ROANOKE TIMES 
                      Copyright (c) 1997, Roanoke Times

DATE: Sunday, March 9, 1997                  TAG: 9703100108
SECTION: NATIONAL/INTERNATIONAL   PAGE: A-1  EDITION: METRO 
DATELINE: WASHINGTON
SOURCE: THE NEW YORK TIMES


PRESIDENT TELLS U.S. AGENCIES TO DO THEIR PART HIRING WELFARE RECIPIENTS ORDERED

The government should set an example for businesses in helping people get off the dole, Clinton said.

President Clinton ordered Saturday that federal agencies set an example for employers across the country by hiring welfare recipients.

Clinton did not set numerical goals, but he directed every federal agency to do all it could to recruit and hire people receiving welfare. He gave agency heads 30 days to present detailed plans to him. Vice President Al Gore will supervise the effort.

``Government can help to move people from welfare to work, by acting the way we want all employers to act - demanding high performance from workers but also going the extra mile to offer opportunity to those who have been on welfare but want to do something more with their lives,'' Clinton said in his weekly radio broadcast.

Like many initiatives announced in Saturday radio addresses, this one combined political symbolism with substantive policy. Most federal agencies are shrinking, and there are relatively few openings for inexperienced workers with low skill levels.

But Clinton said Saturday that the federal government, the nation's largest employer, ``must do its part and set an example'' for private employers, whom he has repeatedly prodded to hire welfare recipients.

The president encouraged federal agencies to hire welfare recipients as ``worker trainees.'' Such hiring authority exists under current law but has not been widely used. Welfare recipients who do well as trainees could, after three years, ``join the civil service,'' Clinton said, and obtain permanent government jobs.

The worker-trainee program began in 1973, when the government had difficulty filling clerical jobs. A summary of the president's plan issued Saturday by the White House says, ``This program offers a quick and easy way of hiring entry-level people into the federal work force and bypassing complex federal personnel hiring rules and procedures.''

Labor unions said they did not have enough information about the president's plan to analyze it. But the unions said they were concerned that federal agencies might give preference to welfare recipients, permitting them to bypass the normal competition with other applicants for low-wage jobs in civil service.

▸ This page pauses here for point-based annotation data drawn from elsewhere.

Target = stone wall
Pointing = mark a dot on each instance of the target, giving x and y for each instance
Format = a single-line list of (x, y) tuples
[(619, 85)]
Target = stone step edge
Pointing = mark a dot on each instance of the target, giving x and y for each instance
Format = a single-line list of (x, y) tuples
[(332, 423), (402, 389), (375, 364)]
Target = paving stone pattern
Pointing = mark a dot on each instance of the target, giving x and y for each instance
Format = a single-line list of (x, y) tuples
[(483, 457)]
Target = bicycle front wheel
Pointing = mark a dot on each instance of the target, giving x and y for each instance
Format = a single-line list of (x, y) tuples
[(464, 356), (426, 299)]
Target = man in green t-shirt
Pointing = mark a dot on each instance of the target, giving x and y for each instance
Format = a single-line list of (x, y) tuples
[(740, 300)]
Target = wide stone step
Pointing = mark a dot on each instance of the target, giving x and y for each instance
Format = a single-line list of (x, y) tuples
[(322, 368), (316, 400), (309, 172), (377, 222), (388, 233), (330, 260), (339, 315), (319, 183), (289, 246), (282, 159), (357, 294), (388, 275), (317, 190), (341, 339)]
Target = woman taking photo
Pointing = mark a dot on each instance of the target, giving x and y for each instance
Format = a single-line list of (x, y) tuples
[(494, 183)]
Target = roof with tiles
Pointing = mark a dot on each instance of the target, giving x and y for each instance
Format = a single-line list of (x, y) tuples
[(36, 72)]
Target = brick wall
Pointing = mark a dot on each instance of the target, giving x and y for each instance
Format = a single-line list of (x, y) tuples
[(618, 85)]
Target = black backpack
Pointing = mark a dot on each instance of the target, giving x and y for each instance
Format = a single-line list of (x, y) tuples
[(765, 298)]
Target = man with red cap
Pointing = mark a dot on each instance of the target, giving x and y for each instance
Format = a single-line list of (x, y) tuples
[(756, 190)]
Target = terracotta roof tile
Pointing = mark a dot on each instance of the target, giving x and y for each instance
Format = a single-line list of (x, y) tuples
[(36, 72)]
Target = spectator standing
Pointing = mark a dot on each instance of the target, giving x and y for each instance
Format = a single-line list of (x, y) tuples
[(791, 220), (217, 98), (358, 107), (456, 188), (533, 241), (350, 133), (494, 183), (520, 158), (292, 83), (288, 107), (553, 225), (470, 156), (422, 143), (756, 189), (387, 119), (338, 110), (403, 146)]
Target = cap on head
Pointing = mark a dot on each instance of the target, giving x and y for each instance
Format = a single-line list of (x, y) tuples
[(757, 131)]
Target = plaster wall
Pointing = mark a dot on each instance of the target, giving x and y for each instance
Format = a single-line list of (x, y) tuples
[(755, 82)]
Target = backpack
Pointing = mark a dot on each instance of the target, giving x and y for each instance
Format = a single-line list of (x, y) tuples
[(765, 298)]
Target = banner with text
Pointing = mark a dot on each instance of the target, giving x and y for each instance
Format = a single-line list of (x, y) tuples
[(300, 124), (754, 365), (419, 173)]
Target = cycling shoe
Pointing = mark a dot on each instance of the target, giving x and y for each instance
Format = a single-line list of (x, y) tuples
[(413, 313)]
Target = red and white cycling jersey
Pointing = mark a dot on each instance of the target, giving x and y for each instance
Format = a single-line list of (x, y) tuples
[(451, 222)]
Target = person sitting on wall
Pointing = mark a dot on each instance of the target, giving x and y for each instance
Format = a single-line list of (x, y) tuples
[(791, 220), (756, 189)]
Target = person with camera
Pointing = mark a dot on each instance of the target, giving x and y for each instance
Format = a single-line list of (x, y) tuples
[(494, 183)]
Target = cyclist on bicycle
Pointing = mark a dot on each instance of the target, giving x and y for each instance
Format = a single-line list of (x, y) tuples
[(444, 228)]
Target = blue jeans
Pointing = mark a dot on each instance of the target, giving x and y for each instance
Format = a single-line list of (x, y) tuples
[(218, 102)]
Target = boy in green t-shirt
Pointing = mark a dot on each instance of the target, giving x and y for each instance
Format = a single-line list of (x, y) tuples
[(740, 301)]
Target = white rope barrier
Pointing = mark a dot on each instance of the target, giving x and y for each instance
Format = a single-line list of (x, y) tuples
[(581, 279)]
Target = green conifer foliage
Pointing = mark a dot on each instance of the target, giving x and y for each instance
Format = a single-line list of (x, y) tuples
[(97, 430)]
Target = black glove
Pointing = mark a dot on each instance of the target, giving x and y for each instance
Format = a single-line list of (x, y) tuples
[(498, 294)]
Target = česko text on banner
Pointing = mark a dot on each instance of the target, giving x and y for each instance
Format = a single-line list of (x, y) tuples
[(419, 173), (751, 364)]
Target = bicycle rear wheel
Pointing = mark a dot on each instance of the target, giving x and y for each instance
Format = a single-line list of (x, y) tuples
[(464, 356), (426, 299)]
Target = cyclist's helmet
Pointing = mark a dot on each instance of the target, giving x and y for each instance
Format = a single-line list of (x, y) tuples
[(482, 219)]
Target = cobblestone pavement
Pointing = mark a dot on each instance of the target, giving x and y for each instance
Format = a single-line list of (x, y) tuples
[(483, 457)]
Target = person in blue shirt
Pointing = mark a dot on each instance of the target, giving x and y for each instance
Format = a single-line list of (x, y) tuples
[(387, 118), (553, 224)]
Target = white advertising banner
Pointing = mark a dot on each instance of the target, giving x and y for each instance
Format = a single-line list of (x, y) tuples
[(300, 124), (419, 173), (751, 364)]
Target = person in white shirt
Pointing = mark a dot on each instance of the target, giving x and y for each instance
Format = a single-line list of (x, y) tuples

The new welfare law, which ended the 61-year-old federal guarantee of cash assistance for the nation's poorest children, requires most adults to work within two years of receiving welfare benefits. Many states have set stricter work requirements.

Clinton said that federal agencies should notify low-income employees of their eligibility for the earned-income tax credit and help them find affordable child care and transportation.

The initiative faces formidable obstacles because the federal government is not hiring many people.

Clinton says he has reduced the number of civilian employees in the executive branch by 13 percent, to 1.9 million, the lowest level in 30 years, and has promised that the federal work force ``will continue shrinking'' as he tries to balance the budget by 2002.

He repeatedly has urged business executives to hire welfare recipients. Companies including Sprint, United Airlines and Burger King have; but until now, aides to Clinton had no answers when asked why the White House and other government offices weren't making similar efforts.

James King, director of the federal Office of Personnel Management, recently gave Clinton a report outlining steps that could be taken to encourage the hiring of welfare recipients by federal agencies.

King said that any federal effort to hire welfare recipients had to come ``from the top down'' - from the president and Cabinet officers.

Every federal department except the Justice Department has shrunk since Clinton took office in 1993. In the last fiscal year, the government hired 200,915 people, but 71 percent of them got temporary jobs.